Your comments on the Lovaas site about ABA were generally positive. On your own site though you have both downplayed ABA and played up to the negative, outdated, characterizations about ABA as you did in your October 12 2008 post
“Costs,” Insurance, “Treatment,” ABA in which you questioned whether ABA should be an insurable "treatment" and stated:

"Given the troubled history of ABA and behavior therapy, it’s contested whether or not it’s a “therapy” that should be used."
For context for that statement you linked the reader to a post by a blogger self titled "Autism Diva" whose views of ABA were stated by her:

""Some people seem to be surprised at the amount of disdain Autism Diva manages to convey in her descriptions of Applied Behavioral Analysis. Autism Diva is holding back. She has lots more contempt for ABA than she is showing.""

Autism Diva, who refers to herself in the 3rd person made that statement as part of a comment about physical abuse as an element of ABA which included some old b&w photos of man apparently slapping a young boy and the Autism Diva stated:

""This man slapping a little boy hard on the face and screaming, "NO!" isn't Ivar Lovaas (eevar loovahss), he's a man who was trained to slap little children and scream at them by Ivar Lovaas.""

And the Diva also stated:

""Of course, not all ABA is like what is described in the 1965 article about Lovaas and his lab. Some is worse. Some is less overtly abusive."

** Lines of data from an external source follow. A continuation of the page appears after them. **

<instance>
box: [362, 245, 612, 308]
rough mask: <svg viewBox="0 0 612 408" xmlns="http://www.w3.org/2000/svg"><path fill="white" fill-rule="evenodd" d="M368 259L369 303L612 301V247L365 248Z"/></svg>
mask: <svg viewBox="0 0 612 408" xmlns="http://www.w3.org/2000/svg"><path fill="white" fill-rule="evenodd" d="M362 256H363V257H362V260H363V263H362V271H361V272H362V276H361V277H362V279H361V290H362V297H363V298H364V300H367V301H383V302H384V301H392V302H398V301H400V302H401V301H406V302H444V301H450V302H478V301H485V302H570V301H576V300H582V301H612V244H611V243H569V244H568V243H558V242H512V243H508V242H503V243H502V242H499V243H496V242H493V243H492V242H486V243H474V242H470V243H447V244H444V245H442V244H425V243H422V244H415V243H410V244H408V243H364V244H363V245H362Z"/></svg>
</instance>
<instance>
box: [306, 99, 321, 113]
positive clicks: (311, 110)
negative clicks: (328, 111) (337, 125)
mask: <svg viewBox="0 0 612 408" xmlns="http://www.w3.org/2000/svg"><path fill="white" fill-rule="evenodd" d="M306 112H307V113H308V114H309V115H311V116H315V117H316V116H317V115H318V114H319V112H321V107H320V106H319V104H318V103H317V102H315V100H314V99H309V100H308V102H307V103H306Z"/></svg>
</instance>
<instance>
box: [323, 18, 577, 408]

The article which you directed readers to clearly created a picture of ABA as abusive,using 1965 vintage photos of one man apparently slapping a boy. The Autism Diva's qualifications about modern ABA is a variation on damning with faint praise. Some is worse. Some less overtly abusive. And you referred readers to THAT description of ABA?

You were positive about ABA, described as an educational therapy, on the Lovaas site but on your own site frequented by Neurodiversity and Autism Hub commentators where you by contrast pandered to their anti-ABA hostilities.